La Cour de cassation rejette le pourvoi et retient exceptionnellement que la simple mention des dispositions du Code de la consommation relatives à la nullité du contrat pour vice de forme dans les conditions générales de vente ne suffit pas à considérer que le consommateur ait eu connaissance desdits vices. Dès lors, l’exécution du contrat ne suffit pas à confirmer le contrat. Il ne s’agit donc pas d’une confirmation tacite du contrat.

Il dépend des juges du fond de relever les circonstances permettant de justifier la connaissance du vice par le consommateur dans une appréciation au cas par cas. Le juge peut particulièrement appuyer son appréciation sur les nouvelles dispositions de l’article 1183 du Code civil instaurant la possibilité pour le professionnel d’envoyer une demande de confirmation au consommateur, en ce qui concerne les contrats conclus postérieurement à l’entrée en vigueur de l’ordonnance n°2016-131 du 10 février 2016. La Cour précise qu’il est préférable de viser une uniformisation de ce régime de confirmation.

En effet, auparavant la Haute juridiction avait toujours retenu le contraire. Ainsi, l’exécution volontaire par le consommateur du contrat conclu hors établissement, malgré cette connaissance, entraînait jusque-là la confirmation dudit contrat malgré sa nullité pour vice de forme[2]. Cette solution était adoptée dans le but de faire prendre conscience à l’acquéreur de ses obligations et notamment celles résultant du contrat de crédit affecté, qui est un acte important.

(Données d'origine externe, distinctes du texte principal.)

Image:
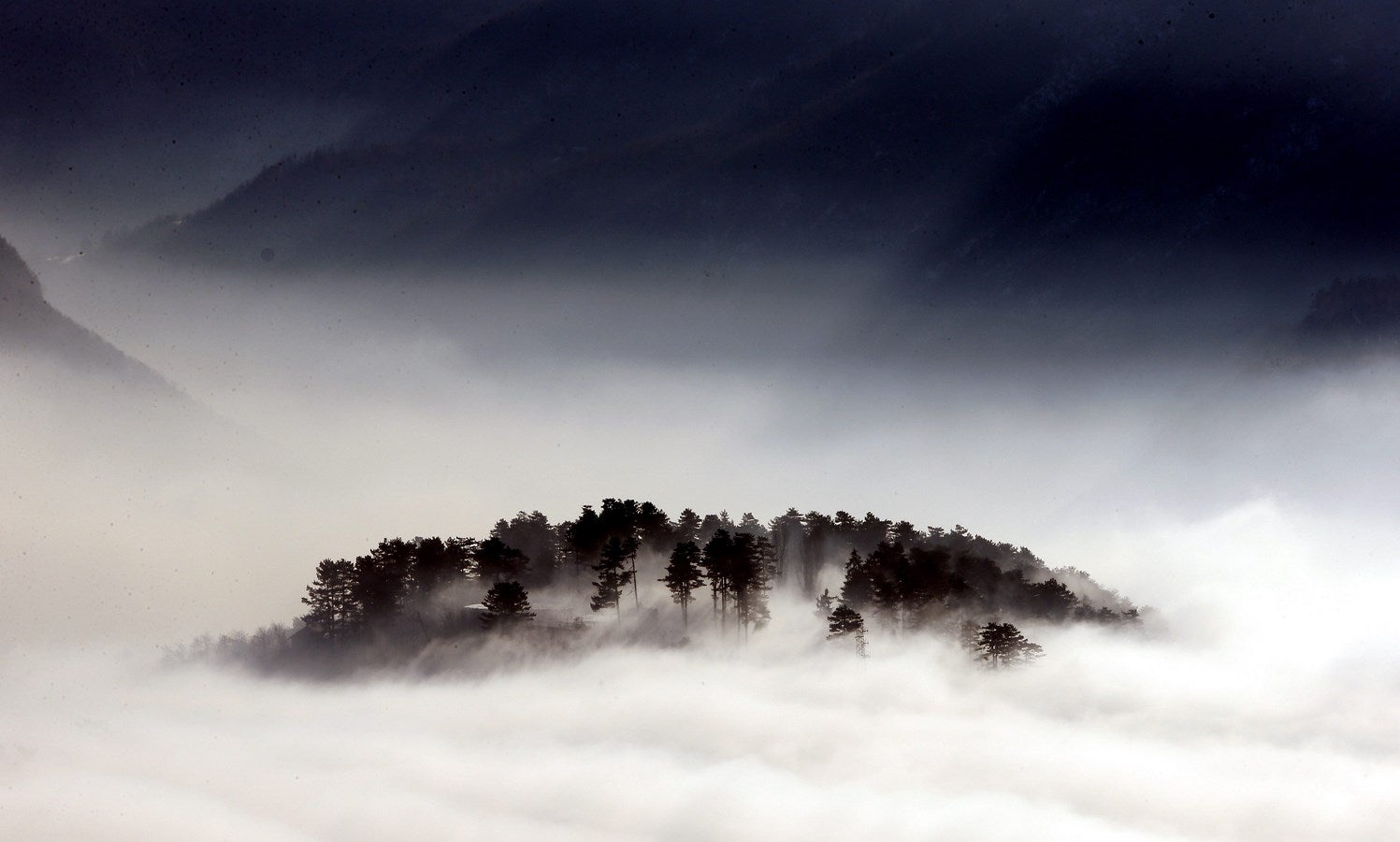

Cette solution s’applique désormais aux contrats conclus antérieurement et postérieurement à l’ordonnance du 10 février 2016.

La Cour de cassation consacre aujourd’hui un avantage aux consommateurs, qui sont dans la plupart du temps, profanes en la matière et qui signent souvent un bon de commande sans s’informer des informations fournies en petits caractères. Cette décision alerte sur une protection accrue du consommateur et sur la vigilance que doit maintenant adopter les professionnels. Toutefois, par exception, le juge peut relever des indices permettant de considérer que le consommateur a été informé, notamment par l’envoi d’une demande de confirmation par le professionnel.

Les praticiens du droit de la consommation devront alors rapidement appliquer ce revirement de jurisprudence, au pied de la lettre, afin d’éviter d’éventuelles discordes.

Léna RABILLARD

SOURCES :

- « L’admission de la connaissance du vice du contrat conclu hors établissement : revirement de jurisprudence en faveur du consommateur », (en ligne), Lexis 360, 05 février 2024, (consulté le 6 février 2024)

-« Contrat hors établissement (nullité) : conditions de la confirmation tacite », (en ligne), Recueil Dalloz 2024, 24 janvier 2024, p.165, (consulté le 6 février 2024)

-NASOM-TISSANDIER H., « La confirmation tacite d’un contrat conclu hors établissement : un revirement favorable aux consommateurs », (en ligne), Le Quotidien du 1 février 2024 : Consommation, Lexbase, 01 février 2024, (consulté le 8 février 2024)

 

[1] CA Douai, 25 novembre 2021, n°19/05437.

[2] Civ. 1re, 9 déc. 2020, n° 18-25.686 et Civ. 1re, 31 août 2022, n° 21-12.968.